Decidi escrever sobre esse tema a partir de um lugar de muita revolta, de anos de incômodo, desconforto, e de me sentir “reclamona demais”.
Honestamente, falarei sempre que sentir necessidade e vontade, e hoje tenho a convicção de que é através da fala que sigo em frente, em vez de me paralisar ou me manter alienada. Minha raiva em relação a representação das mulheres no cinema é bem antiga, especialmente no que diz respeito à exploração do corpo feminino para o prazer masculino.

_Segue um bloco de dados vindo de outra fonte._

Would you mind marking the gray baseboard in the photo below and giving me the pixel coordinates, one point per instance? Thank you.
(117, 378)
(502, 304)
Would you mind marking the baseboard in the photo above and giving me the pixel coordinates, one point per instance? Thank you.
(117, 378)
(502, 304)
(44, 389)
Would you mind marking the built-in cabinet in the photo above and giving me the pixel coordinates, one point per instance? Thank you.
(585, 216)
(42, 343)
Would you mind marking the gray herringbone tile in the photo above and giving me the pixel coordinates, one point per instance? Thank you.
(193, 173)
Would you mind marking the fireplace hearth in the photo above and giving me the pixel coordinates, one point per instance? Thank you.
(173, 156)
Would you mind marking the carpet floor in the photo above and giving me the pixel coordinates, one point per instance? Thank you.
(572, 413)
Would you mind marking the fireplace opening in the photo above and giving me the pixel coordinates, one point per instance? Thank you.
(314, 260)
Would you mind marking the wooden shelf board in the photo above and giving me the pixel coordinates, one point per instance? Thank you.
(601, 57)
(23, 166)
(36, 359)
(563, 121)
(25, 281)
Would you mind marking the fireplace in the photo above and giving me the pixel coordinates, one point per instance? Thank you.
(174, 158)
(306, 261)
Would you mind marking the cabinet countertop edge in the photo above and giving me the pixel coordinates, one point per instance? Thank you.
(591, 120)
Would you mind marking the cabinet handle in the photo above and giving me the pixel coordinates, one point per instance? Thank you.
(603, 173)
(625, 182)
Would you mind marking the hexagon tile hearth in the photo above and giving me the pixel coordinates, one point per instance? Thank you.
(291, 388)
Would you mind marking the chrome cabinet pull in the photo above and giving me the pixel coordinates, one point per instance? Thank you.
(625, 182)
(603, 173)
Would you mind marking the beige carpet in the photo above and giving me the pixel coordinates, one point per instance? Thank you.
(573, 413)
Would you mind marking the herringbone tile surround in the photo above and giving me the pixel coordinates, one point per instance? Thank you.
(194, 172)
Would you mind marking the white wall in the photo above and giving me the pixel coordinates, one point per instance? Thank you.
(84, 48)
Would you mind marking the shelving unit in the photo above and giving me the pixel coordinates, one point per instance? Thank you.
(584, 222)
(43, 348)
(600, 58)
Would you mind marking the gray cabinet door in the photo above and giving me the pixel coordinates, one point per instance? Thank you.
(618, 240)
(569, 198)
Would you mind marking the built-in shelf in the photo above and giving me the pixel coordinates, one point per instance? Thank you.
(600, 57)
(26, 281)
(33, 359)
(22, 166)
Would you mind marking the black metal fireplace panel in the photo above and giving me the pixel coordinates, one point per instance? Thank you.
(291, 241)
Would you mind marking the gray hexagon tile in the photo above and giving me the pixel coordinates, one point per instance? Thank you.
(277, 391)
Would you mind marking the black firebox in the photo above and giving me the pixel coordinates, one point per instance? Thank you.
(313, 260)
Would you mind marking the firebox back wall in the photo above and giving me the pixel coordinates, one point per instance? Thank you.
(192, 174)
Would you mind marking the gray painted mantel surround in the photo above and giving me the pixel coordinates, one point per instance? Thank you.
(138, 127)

Me cansa ver as dezenas de cenas “desiguais” em que os atores homens são quase sempre preservados em relação aos seus corpos, enquanto a nudez feminina é absurdamente banalizada, bem como a desigualdade nas cenas de sexo, quase sempre focadas em expor o corpo feminino com intuito de provocar o prazer em quem assiste. Me intrigo genuinamente com essa questão… o prazer é de quem? Dos personagens? Dos homens que assistem?

Para os que confundem todo esse sentimento de indignação com moralismo, digo que vocês não entenderam absolutamente nada, e que estão caindo perfeitamente na armadilha neoliberal da pseudoliberdade sexual das mulheres e da pseudosubversão da arte.
A maneira como as mulheres são representadas no cinema, principalmente em relação à hiper sexualização, insistente nas produções majoritariamente masculinas. Não significa liberdade para nós, muito menos significa que tal obra é revolucionária e subversiva. É nada mais nada menos do que a reprodução da lógica do prazer visual a partir do corpo da mulher, a mesma lógica que fomenta a indústria pornográfica, por exemplo.
Uma das estratégias mais eficazes do neoliberalismo é criar novos mecanismos de opressão que se ajustem à realidade histórica, cultural e social, alterando sua aparência constantemente para continuar perpetuando os mesmos ideais que sustentam as desigualdades. A indústria cinematográfica, atendendo às exigências do capital, sabe como lucrar com a representação das mulheres sob a perspectiva masculina, fundamentada na ideologia patriarcal e misógina.
As primeiras críticas à representação da mulher no cinema surgiram na década de 1960, direcionada às produções de Hollywood, em relação à imagem sexista que representava as mulheres nos filmes da época, quase sempre oscilando entre a imagem da “santa” ou “promíscua”.
Essas “distorções objetificadoras da realidade” afetam negativamente as espectadoras em diversos aspectos psicossociais. Tais distorções interagem são internalizadas e atribuídas de sentido pelas mulheres, impactando na autopercepção e autoestima, além de fomentarem todo um imaginário coletivo distorcido, seja consciente ou não, acerca da mulher.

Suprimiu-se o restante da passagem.